When genomic information is available, two versions of REML may be applicable. When only genotyped animals have phenotypes, genomic REML (GREML) can be applied with a genomic relationship matrix (G). In general, such a matrix is dense, and the cost of dense matrix operations would limit computations depending on the models. When only a fraction of animals are genotyped, a single-step genomic REML is applicable (ssGREML). In the latter, the combined relationship matrix (H) has dense blocks due to the genomic information, limiting the efficiency of sparse matrix operations. Lately, Masuda et al. (2015) developed a sparse matrix package YAMS that identifies dense blocks and computes them efficiently. For ssGREML, with genomic computation, such a package resulted in up to 100 times speedup, allowing four trait models with 20,000 genotyped animals (Masuda et al., 2015).
In general, it is of interest to include many genotyped animals in parameter estimation and evaluations to account for genomic selection or pre-selection (Patry and Ducrocq, 2011). For instance, the greatest reliability in a single-step genomic BLUP was obtained using 50% of the heritability computed with a non-genomic REML (Misztal et al., 2017). The number of genotyped animals is increasing fast for some species. As an example, almost 3 million Holsteins have been genotyped in the US (https://queries.uscdcb.com/Genotype/cur_freq.html). However, the cost of dense matrix operations with G in REML using YAMS is quadratic for memory and cubic for operations, which limits computations to around 50,000 animals.
The genomic information has a limited dimensionality due to the limited effective population size (Stam, 1980; VanRaden, 2008; Misztal, 2016). Such dimensionality varied from 4,000 in pigs and chickens to 15,000 in Holsteins (Pocrnic et al., 2016c). Assuming limited dimensionality, the inverse of G (G-1) – as needed by REML – can be sparsely constructed using the APY algorithm, with close to linear memory and computing requirements.

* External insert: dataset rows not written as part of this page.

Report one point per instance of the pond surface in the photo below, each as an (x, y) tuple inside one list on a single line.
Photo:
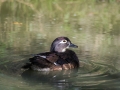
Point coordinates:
[(28, 27)]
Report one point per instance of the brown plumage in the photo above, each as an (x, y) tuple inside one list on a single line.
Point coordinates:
[(59, 57)]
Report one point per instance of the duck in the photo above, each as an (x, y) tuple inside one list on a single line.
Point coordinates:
[(60, 57)]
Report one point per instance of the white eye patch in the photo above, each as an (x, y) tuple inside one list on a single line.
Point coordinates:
[(63, 41)]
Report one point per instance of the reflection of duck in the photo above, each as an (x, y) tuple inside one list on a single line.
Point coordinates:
[(61, 80), (59, 57)]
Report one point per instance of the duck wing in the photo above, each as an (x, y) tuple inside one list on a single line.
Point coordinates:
[(42, 60)]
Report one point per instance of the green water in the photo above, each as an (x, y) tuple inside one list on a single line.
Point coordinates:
[(28, 27)]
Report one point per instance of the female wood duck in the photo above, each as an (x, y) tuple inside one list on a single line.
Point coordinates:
[(59, 57)]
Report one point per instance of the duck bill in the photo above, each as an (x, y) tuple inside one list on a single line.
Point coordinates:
[(73, 45)]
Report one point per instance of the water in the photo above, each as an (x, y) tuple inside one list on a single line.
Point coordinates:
[(29, 27)]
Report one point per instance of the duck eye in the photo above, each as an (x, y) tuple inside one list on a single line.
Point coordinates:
[(64, 41)]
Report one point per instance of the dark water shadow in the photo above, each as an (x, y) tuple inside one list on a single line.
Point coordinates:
[(58, 79)]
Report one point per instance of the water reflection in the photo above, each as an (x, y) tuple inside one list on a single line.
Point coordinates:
[(28, 27), (58, 79)]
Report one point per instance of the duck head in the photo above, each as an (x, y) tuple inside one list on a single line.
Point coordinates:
[(60, 44)]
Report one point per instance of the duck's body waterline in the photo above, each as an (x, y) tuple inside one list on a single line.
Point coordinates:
[(59, 57)]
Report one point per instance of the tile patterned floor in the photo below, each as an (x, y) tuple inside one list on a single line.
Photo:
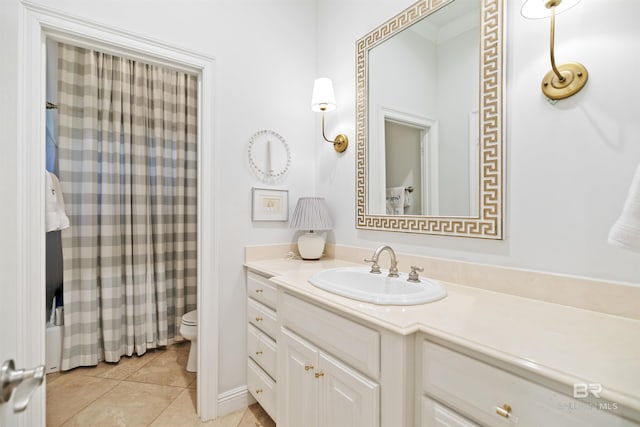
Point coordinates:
[(152, 390)]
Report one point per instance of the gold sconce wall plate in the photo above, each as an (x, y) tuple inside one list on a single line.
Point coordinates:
[(575, 77)]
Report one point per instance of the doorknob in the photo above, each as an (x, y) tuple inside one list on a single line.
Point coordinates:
[(23, 381)]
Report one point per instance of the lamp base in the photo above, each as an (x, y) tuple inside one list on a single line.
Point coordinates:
[(340, 143), (575, 77), (311, 246)]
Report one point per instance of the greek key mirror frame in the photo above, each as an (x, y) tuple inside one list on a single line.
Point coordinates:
[(488, 223)]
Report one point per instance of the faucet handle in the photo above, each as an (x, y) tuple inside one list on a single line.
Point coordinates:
[(413, 274), (375, 268)]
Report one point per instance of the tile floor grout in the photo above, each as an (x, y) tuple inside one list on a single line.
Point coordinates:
[(162, 393)]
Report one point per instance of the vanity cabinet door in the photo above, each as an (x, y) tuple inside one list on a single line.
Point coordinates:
[(347, 399), (316, 390), (297, 385)]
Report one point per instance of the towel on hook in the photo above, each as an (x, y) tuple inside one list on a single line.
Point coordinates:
[(408, 197), (395, 201), (626, 231), (55, 216)]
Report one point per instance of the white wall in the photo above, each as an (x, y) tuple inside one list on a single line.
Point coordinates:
[(265, 66), (457, 94), (568, 165), (8, 191)]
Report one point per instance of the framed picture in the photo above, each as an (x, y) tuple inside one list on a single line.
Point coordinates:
[(270, 205)]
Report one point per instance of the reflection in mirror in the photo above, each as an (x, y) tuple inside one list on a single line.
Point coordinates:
[(429, 115), (423, 93)]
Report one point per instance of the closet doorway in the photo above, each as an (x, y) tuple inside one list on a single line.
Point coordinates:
[(45, 25)]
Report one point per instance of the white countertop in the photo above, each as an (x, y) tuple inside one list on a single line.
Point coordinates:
[(565, 344)]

Subsequently, the inverses for over 2 million animals can be computed and stored (Tsuruta et al., 2021). However, the inverse of H also includes the inverse of a pedigree-based relationship matrix for genotyped animals (Aguilar et al., 2010). Such a matrix can be dense with a long pedigree, but it is sparser with a shorter pedigree. Thus, it could not be efficiently stored in large populations but had to be accommodated indirectly (Strandén and Mäntysaari, 2014; Masuda et al., 2017).

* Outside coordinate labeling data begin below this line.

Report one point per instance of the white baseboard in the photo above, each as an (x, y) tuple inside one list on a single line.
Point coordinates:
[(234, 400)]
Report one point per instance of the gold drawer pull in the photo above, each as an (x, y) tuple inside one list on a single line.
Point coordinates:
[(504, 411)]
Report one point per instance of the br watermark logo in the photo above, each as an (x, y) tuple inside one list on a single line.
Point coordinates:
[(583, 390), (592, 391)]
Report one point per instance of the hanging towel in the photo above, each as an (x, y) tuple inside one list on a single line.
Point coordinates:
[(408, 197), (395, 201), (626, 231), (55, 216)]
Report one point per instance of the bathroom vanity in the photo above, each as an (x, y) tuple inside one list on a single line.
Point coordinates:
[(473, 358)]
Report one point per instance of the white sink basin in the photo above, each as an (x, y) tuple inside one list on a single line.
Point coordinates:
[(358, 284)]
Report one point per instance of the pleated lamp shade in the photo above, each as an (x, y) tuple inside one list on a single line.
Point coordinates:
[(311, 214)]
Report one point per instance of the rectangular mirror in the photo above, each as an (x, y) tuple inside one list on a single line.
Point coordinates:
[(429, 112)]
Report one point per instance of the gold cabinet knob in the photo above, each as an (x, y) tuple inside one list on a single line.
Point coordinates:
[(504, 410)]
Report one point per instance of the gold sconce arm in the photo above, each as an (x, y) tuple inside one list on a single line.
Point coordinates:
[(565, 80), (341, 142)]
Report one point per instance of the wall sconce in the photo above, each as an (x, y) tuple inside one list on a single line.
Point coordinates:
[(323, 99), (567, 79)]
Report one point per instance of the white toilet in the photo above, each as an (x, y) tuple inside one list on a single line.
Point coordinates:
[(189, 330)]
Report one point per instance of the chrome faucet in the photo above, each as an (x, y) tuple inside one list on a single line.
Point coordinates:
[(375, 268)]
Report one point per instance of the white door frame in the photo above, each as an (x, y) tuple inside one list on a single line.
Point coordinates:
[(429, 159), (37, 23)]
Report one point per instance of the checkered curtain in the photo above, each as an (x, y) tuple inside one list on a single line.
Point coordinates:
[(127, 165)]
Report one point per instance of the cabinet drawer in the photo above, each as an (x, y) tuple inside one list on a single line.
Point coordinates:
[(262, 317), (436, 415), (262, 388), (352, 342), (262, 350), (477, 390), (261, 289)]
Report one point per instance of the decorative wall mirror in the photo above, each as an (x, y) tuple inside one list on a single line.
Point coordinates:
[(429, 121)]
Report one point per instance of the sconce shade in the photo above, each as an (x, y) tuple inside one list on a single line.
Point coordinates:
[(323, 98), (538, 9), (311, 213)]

The first purpose of this study was to find whether the costs of ssGREML can be reduced using the APY algorithm with truncated pedigree and phenotypes. We hypothesize the truncation could help to preserve the system’s sparsity, given that APY G-1 is sparser than the inverse of the pedigree relationship matrices for deep pedigrees. The second purpose was to investigate to what extent such truncation influences variance components and heritability estimates when different numbers of core animals are used in APY.
Material and Methods
Animal care and use committee approval was not needed because data were simulated.
Data simulation
To evaluate the computational effectiveness of the proposed approach for estimating variance components using genomic information, we simulated data using the QMSim software (Sargolzaei et al., 2011). The simulator generated a historical population undergoing drift and mutation and a recent population undergoing selection. The historical population consisted of 1,000 generations with a constant size of 50,000 individuals. Then, 800 more generations were simulated where the number of individuals was reduced to 20,000, mimicking a bottleneck event. The recent population (P1) consisted of 20 males and 15,000 females randomly sampled from the last historical generation based on high phenotypic values. Individuals were mated along ten generations producing a litter size of 1 with an equal probability of being male or female, following a random mating design. Moreover, we considered a sire replacement rate of 0.50 and a dam replacement rate of 0.20. Genomic information was available for 45,000 animals from generations 8 through 10 (three youngest generations).
A total of 29 chromosomes of different lengths (ranging from 40 to 146 cM) were simulated. Biallelic markers (n = 52,890) were evenly spaced along the chromosomes with equal frequency in the first generation of the historical population. Potentially, 1,242 quantitative trait loci (QTL) affected the trait and explained all the additive genetic variation; QTL allele effects were sampled from a Gamma distribution with a shape parameter of 0.4. The mutation rate for markers (recurrent mutation) and QTL was assumed to be equal to 2.5 × 10−5 per locus per generation (Solberg et al., 2008).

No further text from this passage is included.